Goldman Sachs (GS: Research, Estimates) , the leader in the first three quarters of this year, fell to fourth in the final 2001 quarter, with 19 transactions raising $43.4 billion. Last year's winner, CSFB fell to sixth with 29 deals totaling $38.3 billion, according to Thomson Financial
But Goldman came out the winner for the full year. Goldman advised on 152 transactions raising $352 billion while Merrill came in second with 101 deals valued at $252 billion.
IPOs come back
New issues scored somewhat of a rebound in the fourth quarter, led by the successful debut of Prudential Financial Inc. which. rose 7 percent on the New York Stock Exchange.
As in M&A, IPO activity dropped significantly this year with only 93 companies going public, raising $45.3 billion. Last year, 450 companies launched new issues, totaling $120.2 billion.
Goldman placed first in IPOs for the quarter and the year. The New York-based investment bank served as lead book runner on 7 deals in the fourth quarter, raising $8 billion and 14 for the year, totaling $12.3 billion. UBS Warburg placed second in the quarter with five IPOs, raising $1.1 billion, according to data from Dealogic, a New York-based investment banking research firm.

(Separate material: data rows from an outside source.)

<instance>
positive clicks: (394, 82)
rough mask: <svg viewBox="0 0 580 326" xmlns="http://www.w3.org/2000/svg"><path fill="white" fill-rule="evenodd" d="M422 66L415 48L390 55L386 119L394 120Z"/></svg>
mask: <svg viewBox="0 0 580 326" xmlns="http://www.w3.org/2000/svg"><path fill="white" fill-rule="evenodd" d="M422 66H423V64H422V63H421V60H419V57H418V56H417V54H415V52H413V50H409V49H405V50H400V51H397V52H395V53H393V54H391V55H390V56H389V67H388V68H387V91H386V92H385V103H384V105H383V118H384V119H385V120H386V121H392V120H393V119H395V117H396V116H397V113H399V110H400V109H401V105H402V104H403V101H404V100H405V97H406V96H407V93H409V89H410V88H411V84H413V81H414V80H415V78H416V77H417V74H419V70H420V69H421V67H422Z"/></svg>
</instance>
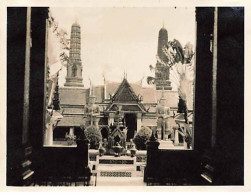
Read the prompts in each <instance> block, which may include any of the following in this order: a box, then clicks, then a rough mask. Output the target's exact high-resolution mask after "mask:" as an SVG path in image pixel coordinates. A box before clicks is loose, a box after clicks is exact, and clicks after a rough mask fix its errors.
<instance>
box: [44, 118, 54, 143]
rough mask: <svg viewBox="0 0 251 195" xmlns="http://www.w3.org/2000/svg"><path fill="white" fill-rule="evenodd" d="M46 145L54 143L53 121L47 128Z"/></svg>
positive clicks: (45, 140)
mask: <svg viewBox="0 0 251 195" xmlns="http://www.w3.org/2000/svg"><path fill="white" fill-rule="evenodd" d="M45 145H49V146H51V145H53V125H52V123H49V124H48V128H46V133H45Z"/></svg>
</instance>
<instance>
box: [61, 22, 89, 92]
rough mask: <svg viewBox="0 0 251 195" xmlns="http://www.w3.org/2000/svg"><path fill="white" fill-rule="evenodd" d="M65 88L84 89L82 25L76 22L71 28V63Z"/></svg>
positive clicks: (67, 65)
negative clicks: (82, 71) (82, 65)
mask: <svg viewBox="0 0 251 195" xmlns="http://www.w3.org/2000/svg"><path fill="white" fill-rule="evenodd" d="M64 86H69V87H84V84H83V78H82V61H81V31H80V25H79V24H78V23H77V22H74V24H73V25H72V27H71V42H70V52H69V61H68V64H67V75H66V82H65V84H64Z"/></svg>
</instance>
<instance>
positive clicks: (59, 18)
mask: <svg viewBox="0 0 251 195" xmlns="http://www.w3.org/2000/svg"><path fill="white" fill-rule="evenodd" d="M50 10H51V13H52V16H53V17H54V18H55V19H56V21H57V22H58V24H59V28H63V29H65V30H66V31H67V32H68V36H69V37H70V31H71V25H72V24H73V23H74V22H75V21H77V22H78V23H79V24H80V26H81V36H82V37H81V38H82V40H81V47H82V51H81V58H82V63H83V79H84V84H85V86H86V87H88V86H89V78H90V79H91V81H92V83H93V84H94V85H100V84H103V77H102V75H105V77H106V80H110V81H118V82H119V81H121V80H122V78H123V75H124V72H127V79H128V80H129V82H137V81H139V80H140V79H142V78H143V77H144V80H145V79H146V77H147V76H149V75H151V74H153V73H151V72H150V70H149V65H150V64H151V65H153V66H155V64H156V53H157V43H158V32H159V30H160V29H161V28H162V26H163V25H164V26H165V28H166V29H167V30H168V37H169V38H168V39H169V40H172V39H174V38H175V39H177V40H179V41H180V42H181V44H182V45H183V46H184V45H185V44H186V43H187V42H189V41H190V42H191V43H192V44H194V43H195V8H191V7H177V8H174V7H168V8H97V7H96V8H86V7H85V8H63V7H51V8H50ZM49 36H50V37H49V62H50V63H54V62H55V61H57V60H58V59H59V57H58V54H59V53H60V49H59V47H60V46H59V44H58V40H57V38H56V37H55V36H54V35H53V33H50V34H49ZM65 75H66V69H65V68H63V69H62V71H60V81H59V84H60V85H61V86H63V84H64V82H65V80H64V78H65ZM174 87H175V86H174Z"/></svg>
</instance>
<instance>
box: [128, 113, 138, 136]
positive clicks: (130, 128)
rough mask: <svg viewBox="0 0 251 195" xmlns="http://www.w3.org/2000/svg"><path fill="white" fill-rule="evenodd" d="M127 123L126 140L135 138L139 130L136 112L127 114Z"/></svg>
mask: <svg viewBox="0 0 251 195" xmlns="http://www.w3.org/2000/svg"><path fill="white" fill-rule="evenodd" d="M125 125H126V127H127V129H128V130H127V137H126V141H129V140H130V139H133V138H134V135H135V131H136V130H137V119H136V114H132V113H127V114H125Z"/></svg>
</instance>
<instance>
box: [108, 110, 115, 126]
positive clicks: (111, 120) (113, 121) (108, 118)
mask: <svg viewBox="0 0 251 195" xmlns="http://www.w3.org/2000/svg"><path fill="white" fill-rule="evenodd" d="M108 123H109V124H108V125H110V124H113V123H114V113H109V118H108Z"/></svg>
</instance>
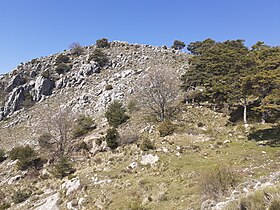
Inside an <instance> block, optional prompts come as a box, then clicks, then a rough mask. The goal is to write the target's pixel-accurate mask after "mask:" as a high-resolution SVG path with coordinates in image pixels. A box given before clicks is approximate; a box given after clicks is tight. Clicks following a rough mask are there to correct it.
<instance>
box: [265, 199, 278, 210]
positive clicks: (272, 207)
mask: <svg viewBox="0 0 280 210" xmlns="http://www.w3.org/2000/svg"><path fill="white" fill-rule="evenodd" d="M279 209H280V200H279V199H278V200H277V199H275V200H272V201H271V203H270V205H269V208H268V210H279Z"/></svg>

Kraft Foods Inc. maintained its title as the year's biggest IPO, weighing in at $8.7 billion. Prudential's $3 billion new issue took top honors for the fourth quarter.
A technology-related offering from Verisity Ltd. emerged as the top performing IPO of the year. Verisity (VRST: Research, Estimates), which offers chip design technology, gained nearly 20 percent in its March IPO. Since then the Mountain View, Calif.-based company is up 118 percent.